This Is How George Osborne Could Tweak His Tax Credit Cuts
The chancellor has promised to "lessen" the impact of tax credit cuts. So how could he do it?
George Osborne has promised to "lessen" the impact of his tax credit cuts after being dealt an embarrassing double blow by the House of Lords. Labour and Liberal Democrat peers defeated the Tories twice on Monday night over the cuts, which could see 3 million families lose an average of £1,000 a year.
In the House of Commons on Tuesday, the chancellor said he would stick to his cuts – which aim to save £4.5 billion a year – but also pledged to "lessen the impact on families during the transition". He will set out details in his autumn statement on 25 November.
The Resolution Foundation think-tank, which campaigns on behalf of low-paid workers, said Osborne had three main options.
1. Don't cut so much
The "most straightforward option" available to the chancellor is simply not to slash tax credits by quite so much. If Osborne halved the savings to £2.2 billion, he would reduce the average loss for families to under £700.
Under Osborne's plans, the income threshold for working tax credits and child tax credit – the point at which someone starts to lose the benefit – would be cut from April.
The threshold for working tax credits is being reduced from £6,420 to £3,850, so as soon as someone earns £3,850, they will see their payments reduced. The income threshold for those only claiming child tax credit is being cut from £16,105 to £12,125.
Torsten Bell, director of the Resolution Foundation, said Osborne should ease these cuts to the income threshold. "This cut not only hits poorer households harder, but also leads to a major reduction in the rewards to going out to work in the first place," he said. "Undoing some of that damage would allow George Osborne to say he was prioritising working households on the lowest incomes."
2. Phase in cuts over a longer period
Osborne could "phase in" the tax credit cuts over time, so families avoid a "large overnight hit" to their incomes in April. This approach would be similar to the real-terms cuts to most working-age benefits during the last parliament, with below-inflation rises every year.
But it would be more difficult for families because it would mean actual cash cuts rather than slower rises. Bell said: "Governments tend to not phase in cash cuts of this nature because the political pain is dragged out."
3. Protect existing tax credit claimants
This option would limit the tax credit changes to new claimants only. This "transitional protection" means that a relatively small number of people are initially affected, but they're affected by a big amount.

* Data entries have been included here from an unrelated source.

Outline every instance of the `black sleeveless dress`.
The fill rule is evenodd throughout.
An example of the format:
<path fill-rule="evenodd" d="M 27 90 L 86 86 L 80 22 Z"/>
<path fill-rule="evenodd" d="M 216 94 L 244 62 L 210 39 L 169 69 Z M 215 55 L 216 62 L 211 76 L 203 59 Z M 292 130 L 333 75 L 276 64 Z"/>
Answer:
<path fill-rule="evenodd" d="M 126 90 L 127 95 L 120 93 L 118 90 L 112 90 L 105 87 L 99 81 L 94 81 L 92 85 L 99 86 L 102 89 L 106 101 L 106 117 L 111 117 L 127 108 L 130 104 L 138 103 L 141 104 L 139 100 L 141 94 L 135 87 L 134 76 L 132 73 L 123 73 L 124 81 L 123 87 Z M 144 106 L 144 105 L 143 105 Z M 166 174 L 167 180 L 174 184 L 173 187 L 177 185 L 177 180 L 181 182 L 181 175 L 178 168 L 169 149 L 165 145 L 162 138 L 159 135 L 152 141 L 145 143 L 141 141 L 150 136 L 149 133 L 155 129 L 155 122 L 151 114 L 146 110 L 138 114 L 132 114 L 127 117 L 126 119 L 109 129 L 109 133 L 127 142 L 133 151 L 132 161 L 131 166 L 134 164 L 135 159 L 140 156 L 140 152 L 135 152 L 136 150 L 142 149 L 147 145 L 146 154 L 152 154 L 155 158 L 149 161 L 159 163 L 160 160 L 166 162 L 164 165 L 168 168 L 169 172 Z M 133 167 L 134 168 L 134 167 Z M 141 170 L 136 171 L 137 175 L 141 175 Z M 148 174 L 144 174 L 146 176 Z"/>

This is effectively the measure, introduced by Labour's Baroness Hollis, that peers backed in the House of Lords on Monday night. She called for a delay to the cuts pending "full transitional arrangements" to ease their impact for at least three years. "Essentially, the cuts would apply to new claimants only," she said.
According to the Resolution Foundation, the move would mean no one would face a year-on-year cash loss – but it would be expensive because many families claim tax credits over several years. It would also give existing claimants an incentive not to increase their hours, because they could stop getting tax credits and then would lose out if they claimed again in future.
Bell said the Treasury may well opt for "a combination" of all three options.
"Which you think is preferable will depend on how you balance off the costs to the exchequer with the hit to family budgets, and whether you think the problem with these changes is the timing of the losses, or the sheer scale of them," he said. "In 29 days we’ll find out which the government cares about more."